The chief justice has expressed concern over the delay in completing the Orange Line Metro Train project. He observed that the people had suffered enough “due to the construction work and the court could not see them in agony anymore”.

By stating that “this project should now be completed in hours, instead of days”, the CJP communicated his urgency about completing it and asked the authorities to get moving on the project. Unfortunately, this project had faced many impediments created by its critics, including the usual armchair environmentalists.

Environmentalists had also opposed the decision to add a lane each to Lahore’s Canal Bank Road, but the previous provincial government went ahead with widening the road on both sides. Now, if you notice the intensity of traffic on these roads, you may wonder: what if the additional lanes had not been added? When 20,000 vehicles are added to the city every month, the roads seem to fall short of capacity. The traffic jams on the roads are frequent, for which traffic wardens are solely responsible. They stand on the road crossings as spectators.

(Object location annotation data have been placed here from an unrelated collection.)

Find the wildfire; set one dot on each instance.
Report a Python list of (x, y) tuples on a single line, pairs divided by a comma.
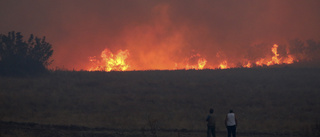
[(275, 58), (110, 62), (117, 62)]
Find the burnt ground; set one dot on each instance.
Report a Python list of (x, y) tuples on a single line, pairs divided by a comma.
[(21, 129)]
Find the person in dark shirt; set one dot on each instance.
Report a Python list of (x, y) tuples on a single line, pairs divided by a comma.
[(211, 124), (231, 123)]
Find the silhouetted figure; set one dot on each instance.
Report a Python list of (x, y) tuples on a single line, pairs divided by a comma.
[(211, 124), (231, 123)]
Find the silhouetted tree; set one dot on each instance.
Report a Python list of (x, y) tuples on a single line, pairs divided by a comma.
[(19, 57)]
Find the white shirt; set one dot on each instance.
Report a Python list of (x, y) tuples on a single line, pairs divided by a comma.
[(231, 119)]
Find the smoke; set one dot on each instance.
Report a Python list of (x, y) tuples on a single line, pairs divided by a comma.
[(162, 34)]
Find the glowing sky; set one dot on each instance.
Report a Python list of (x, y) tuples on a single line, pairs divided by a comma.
[(159, 33)]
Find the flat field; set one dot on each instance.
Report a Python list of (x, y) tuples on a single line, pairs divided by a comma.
[(267, 102)]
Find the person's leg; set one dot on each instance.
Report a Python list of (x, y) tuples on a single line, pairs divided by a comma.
[(213, 130), (234, 131), (229, 131), (208, 132)]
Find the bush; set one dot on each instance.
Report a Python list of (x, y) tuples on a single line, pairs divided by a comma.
[(19, 57)]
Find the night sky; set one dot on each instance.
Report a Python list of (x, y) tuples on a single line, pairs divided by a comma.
[(160, 33)]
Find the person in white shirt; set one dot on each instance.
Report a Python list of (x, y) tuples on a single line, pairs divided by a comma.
[(231, 123), (211, 124)]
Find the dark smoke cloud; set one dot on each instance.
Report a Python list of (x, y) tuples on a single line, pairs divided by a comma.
[(217, 29)]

However, commuters should now invite the CJP’s attention to the 10.7 kilometre-long Hudiara Drain Project, starting from Niaz Baig Thokar to Hudiara Drain, on the busy Multan Road that has been left unattended for many months. The few kilometres of short distance serves as entry and exit points to and from the provincial metropolis.

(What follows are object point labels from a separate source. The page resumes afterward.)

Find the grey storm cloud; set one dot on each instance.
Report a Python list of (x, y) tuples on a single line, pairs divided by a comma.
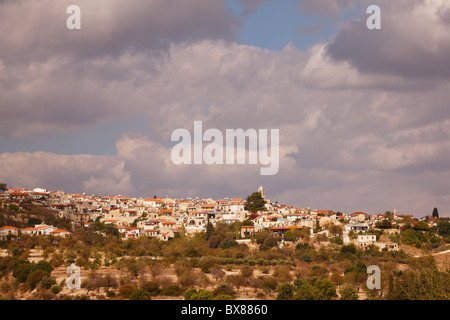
[(36, 30), (413, 42)]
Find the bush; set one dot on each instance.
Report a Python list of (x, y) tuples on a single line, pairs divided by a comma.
[(125, 290), (224, 289), (348, 292), (285, 291), (139, 294), (192, 294), (172, 290)]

Most treacherous to negotiate is the distance of 1.5 kilometres – the NLC U-turn to the Saidpur U-turn, where 40 feet long passenger buses and trailers traverse back and forth. The result: traffic remains blocked, causing inordinate delays to passengers packed in buses. The traffic situation on this crossing is so chaotic that the motorway traffic sergeant usually stands on the side, looking helpless.

It is distressing to watch poor passengers, including women and children, who cannot afford to travel in air-conditioned buses, peeping out of the windows helplessly. One feels guilty travelling in an air-conditioned car when so many people brave the sweltering heat. Don’t hundreds of thousands of such passengers travelling to and from the provincial capital deserve to feel the change of New Pakistan? These people travel less for pleasure and more as a compulsion to seek employment.

Believably, the NHA now intends to reduce the number of lanes from the original design of four lanes each way to three lanes each way. Such gimmicks to cut corners might help reduce the traffic pressure for the time being. But they won’t be as effective a few years down the line when the population continues to grow exponentially and vehicles of all varieties are added to the roads. Four lanes each way would greatly facilitate heavy traffic that enters and leaves the provincial capital.

It is commonly observed that if one political party in power initiates a mega project, the next party that assumes power isn’t interested in it, finds faults with it, or shelves it altogether. As a result, the sufferers are the hordes of people whose daily preoccupation is to earn their livelihood to stay alive. Were the 10.7 kilometre-long road, along which several industries are situated, used for the VVIP movement, this road would have been converted to eight lanes long ago.

The CJP is requested to order the NHA to complete the project according to the original expansion plan of Multan Road without any further delay. In fact, hundreds of thousands of rupees have already been paid to the contractor as mobilisation advance.

The CJP clearly ordered that “all projects whose advance payments had been made to contractors must not be held up”. Leaving projects, especially road expansion projects that are meant for public travel, halfway create more problems for the people. Presently, the 10.7 km stretch of Multan Road presents an unsavoury sight, with half-built rainwater drains, and heaps of crushed stones and debris lying along the roadside.

The writer is a freelance columnist based in Lahore.